A(ni)mal (Cecile Alix)

Depuis « Willy » de Marie Sellier, je n’avais pas lu de roman jeunesse dont le personnage central soit un migrant. En suivant le récit bouleversant d’A(ni)mal de Cécile Alix, j’ai découvert la fragilité et la force d’un être sans nom… et l’une des autrices jeunesse les plus marquantes de ces 10 dernières années.

Une traversée au long cours

J’ai d’abord été attirée par la couverture colorée du roman de Cécile Alix aux éditions Slalom (dessinée par Juliette Maroni) et par son titre énigmatique : A(NI)MAL.

Les yeux dans les feuillages m’ont fait penser à certains tableaux du douanier Rousseau et particulièrement au regard de « la Charmeuse de serpents ».
L’embarcation malmenée par les flots, presque montagneux, à « la grande Vague de Kanagawa » d’Hokusai.

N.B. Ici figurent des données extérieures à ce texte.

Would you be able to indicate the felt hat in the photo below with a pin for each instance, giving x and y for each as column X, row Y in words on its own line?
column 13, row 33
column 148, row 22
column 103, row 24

Comme le suggérait le titre, le personnage semblait « entre parenthèses », caché et seul.

Deux dédicaces préliminaires de Victor Hugo et André Suarès ont ensuite résonné : « Instinct, pensée, esprit, bête » seraient des mots-clés.
L’animal en nous, celui qui surgit dans les situations extrêmes, nous permet de survivre mais au prix de notre humanité ; celui qui anime parfois les foules qui rugissent mais ne pensent pas.

Et en effet, le roman de Cécile Alix est le récit d’une traversée au long cours. Celle d’un enfant de 15 ans, vivant dans un pays non identifié mais en guerre et soumis à des lois religieuses et brutales. Un enfant à qui on donne un nom – Miran – et la charge d’être un homme.

Il est le dernier d’une famille.
Le père a été tué car opposant au régime.
Les deux frères ont péri lors de leur traversée de la mer qui devait leur permettre d’accéder en Europe.
La mère sacrifie tout pour qu’il puisse vivre en paix en France, ce pays idéalisé des droits de l’homme.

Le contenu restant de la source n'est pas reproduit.